Le Larousse n’entend pas emboîter de sitôt le pas au Robert, qui a intégré cette semaine le pronom neutre « iel » dans son dictionnaire en ligne, semant ainsi la controverse.

« La question est, faut-il faire entrer le pronom “iel” dans des dictionnaires usuels comme Le Petit Robert et le Petit Larousse, qui décrivent la langue commune en un seul volume ? Pour nous, chez Larousse, la réponse est non », a tranché mercredi le lexicologue Bernard Cerquiglini, en entrevue à la chaîne de télévision française BFMTV.

Le débat est lancé depuis que Le Robert a décidé mardi d’intégrer le pronom neutre de la troisième personne « iel » dans son dictionnaire en ligne, déclenchant des réactions aux antipodes. Le ministre de l’Éducation français, Jean-Michel Blanquer, a d’ailleurs condamné cette décision dès mardi, affirmant que, selon lui, « l’écriture inclusive n’est pas l’avenir de la langue française ».

L’Office québécois de la langue française ne recommande d’ailleurs pas de recourir à ce pronom et propose plutôt la rédaction épicène dans un contexte de communication inclusive.

Neutraliser la langue

Le Robert a quant à lui défendu sa décision, prise dès le mois d’octobre par son comité de rédaction. L’usage du pronom « iel », bien qu’encore « relativement faible », connaît « une forte croissance depuis quelques mois », a écrit mercredi dans un communiqué le directeur général des Éditions Le Robert, Charles Bimbenet. Selon divers médias français, Le Robert pourrait d’ailleurs inclure ce pronom neutre dans son édition papier en 2022.

Selon Bernard Cerquiglini, cependant, l’utilisation du pronom « iel » demeure « nullissime » dans la langue courante. En entrevue sur BFMTV à titre de lexicologue du Larousse, il a plutôt fait valoir qu’on ne rencontre ce mot « que dans des textes militants ». « Or, pour qu’un pronom, un mot ou un verbe entre dans un dictionnaire d’usage, il faut qu’il soit attesté à l’oral et à l’écrit par plusieurs générations, qu’il entre dans la langue courante. »

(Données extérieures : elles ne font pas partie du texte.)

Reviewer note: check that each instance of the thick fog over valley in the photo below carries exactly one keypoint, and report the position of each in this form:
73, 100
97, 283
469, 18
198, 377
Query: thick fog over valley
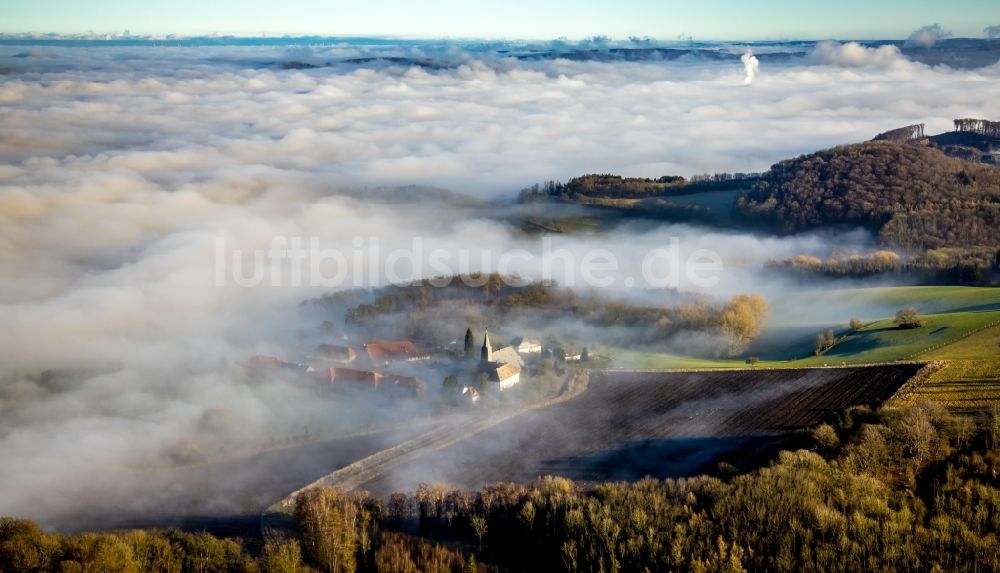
127, 167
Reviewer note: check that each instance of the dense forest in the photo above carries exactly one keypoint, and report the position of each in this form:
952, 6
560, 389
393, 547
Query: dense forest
913, 197
607, 186
430, 309
912, 489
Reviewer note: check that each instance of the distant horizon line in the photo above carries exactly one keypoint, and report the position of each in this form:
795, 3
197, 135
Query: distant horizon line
594, 39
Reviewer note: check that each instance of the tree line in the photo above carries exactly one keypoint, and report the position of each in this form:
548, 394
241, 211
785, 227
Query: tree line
913, 197
897, 489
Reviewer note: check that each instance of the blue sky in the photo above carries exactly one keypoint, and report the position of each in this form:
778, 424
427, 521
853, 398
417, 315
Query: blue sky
521, 19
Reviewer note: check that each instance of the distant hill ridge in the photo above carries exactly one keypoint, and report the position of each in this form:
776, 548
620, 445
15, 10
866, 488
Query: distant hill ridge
915, 191
972, 140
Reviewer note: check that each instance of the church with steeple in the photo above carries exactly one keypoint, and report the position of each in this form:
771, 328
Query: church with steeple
502, 365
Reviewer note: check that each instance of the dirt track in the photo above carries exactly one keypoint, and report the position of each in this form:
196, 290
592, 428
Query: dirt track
631, 424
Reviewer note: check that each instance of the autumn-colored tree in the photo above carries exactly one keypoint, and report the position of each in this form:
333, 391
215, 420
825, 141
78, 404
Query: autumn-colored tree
742, 319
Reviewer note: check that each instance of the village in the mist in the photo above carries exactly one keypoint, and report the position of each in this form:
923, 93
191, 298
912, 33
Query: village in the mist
248, 278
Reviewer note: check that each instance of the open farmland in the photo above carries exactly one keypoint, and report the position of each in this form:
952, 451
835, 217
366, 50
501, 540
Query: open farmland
631, 424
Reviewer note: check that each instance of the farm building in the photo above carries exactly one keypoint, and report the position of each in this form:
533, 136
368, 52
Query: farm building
335, 353
390, 352
391, 384
503, 365
528, 346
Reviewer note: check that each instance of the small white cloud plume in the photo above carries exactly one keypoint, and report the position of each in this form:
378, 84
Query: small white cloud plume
751, 66
854, 55
927, 36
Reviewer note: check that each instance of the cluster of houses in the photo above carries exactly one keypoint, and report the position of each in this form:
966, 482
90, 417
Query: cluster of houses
352, 368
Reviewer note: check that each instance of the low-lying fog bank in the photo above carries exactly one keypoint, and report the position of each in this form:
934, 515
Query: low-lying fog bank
123, 170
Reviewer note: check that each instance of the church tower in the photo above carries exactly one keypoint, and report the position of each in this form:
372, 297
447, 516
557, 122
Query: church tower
486, 355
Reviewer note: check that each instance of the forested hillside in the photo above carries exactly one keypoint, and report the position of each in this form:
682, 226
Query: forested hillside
914, 489
912, 196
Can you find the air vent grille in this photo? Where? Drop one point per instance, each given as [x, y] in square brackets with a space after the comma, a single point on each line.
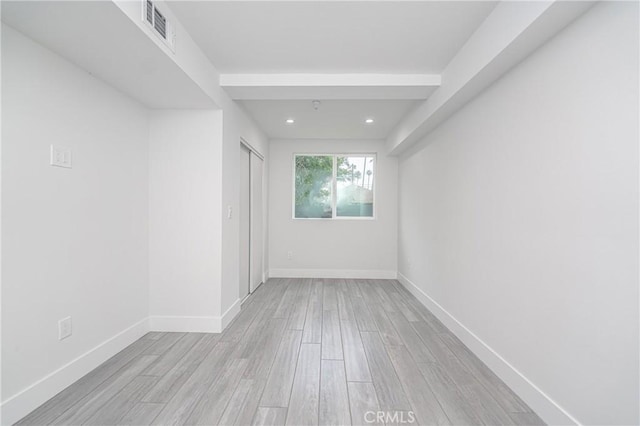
[149, 12]
[160, 23]
[157, 20]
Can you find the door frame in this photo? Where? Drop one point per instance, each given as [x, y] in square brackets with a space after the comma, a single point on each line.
[257, 153]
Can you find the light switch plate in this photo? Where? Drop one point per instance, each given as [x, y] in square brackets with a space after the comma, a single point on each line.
[60, 157]
[64, 328]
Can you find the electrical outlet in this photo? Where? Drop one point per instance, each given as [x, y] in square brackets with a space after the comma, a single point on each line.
[64, 328]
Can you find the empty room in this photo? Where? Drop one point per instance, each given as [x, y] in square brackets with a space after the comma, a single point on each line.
[320, 212]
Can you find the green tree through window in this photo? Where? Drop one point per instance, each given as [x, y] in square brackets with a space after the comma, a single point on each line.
[315, 186]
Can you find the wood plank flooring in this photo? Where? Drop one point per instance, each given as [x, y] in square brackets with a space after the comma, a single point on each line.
[301, 352]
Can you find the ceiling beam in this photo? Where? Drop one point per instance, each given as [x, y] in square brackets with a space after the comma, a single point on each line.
[509, 34]
[329, 86]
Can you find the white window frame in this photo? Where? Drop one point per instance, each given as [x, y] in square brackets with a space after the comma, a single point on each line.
[334, 185]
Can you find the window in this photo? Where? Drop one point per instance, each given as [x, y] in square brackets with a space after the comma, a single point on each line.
[330, 186]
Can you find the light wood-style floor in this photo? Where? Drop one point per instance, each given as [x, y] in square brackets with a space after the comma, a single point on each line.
[302, 351]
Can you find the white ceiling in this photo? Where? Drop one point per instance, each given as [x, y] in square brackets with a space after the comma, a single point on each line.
[331, 36]
[336, 119]
[125, 57]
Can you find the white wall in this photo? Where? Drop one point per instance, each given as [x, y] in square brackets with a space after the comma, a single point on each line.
[74, 241]
[519, 216]
[185, 154]
[331, 248]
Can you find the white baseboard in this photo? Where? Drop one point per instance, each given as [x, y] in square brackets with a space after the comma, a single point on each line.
[27, 400]
[333, 273]
[230, 314]
[24, 402]
[189, 324]
[550, 411]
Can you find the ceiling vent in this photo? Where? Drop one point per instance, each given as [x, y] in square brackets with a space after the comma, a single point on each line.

Le linguiste français estime d’ailleurs que le pronom « iel » n’est pas une solution « aux problèmes ressentis » dans notre société, qui se veut de plus en plus inclusive, puisque « les pronoms n’existent pas seuls ». L’utilisation de ce pronom, qui n’est ni masculin ni féminin, impliquerait donc de modifier les adjectifs qui s’y rapportent. « Et de proche en proche, on va neutraliser la langue », a laissé tomber M. Cerquiglini.

« Donc, je respecte le ressenti, les problèmes. On a le droit de s’exprimer comme on le veut, mais on n’a pas le droit de toucher à un système de la langue [qui est en place] depuis 2000 ans », a-t-il tranché.

Contactée par Le Devoir, Fabienne Corriveau, du service de presse de Hachette Canada, qui chapeaute les éditions Larousse, a confirmé que l’inscription du pronom « iel » dans les pages du dictionnaire n’est pas prévue pour l’instant. Les nouveaux mots qui seront inscrits dans la prochaine édition du Larousse seront connus « plus tard au printemps », sans doute à la fin avril ou au début du mois de mai, a-t-elle indiqué vendredi.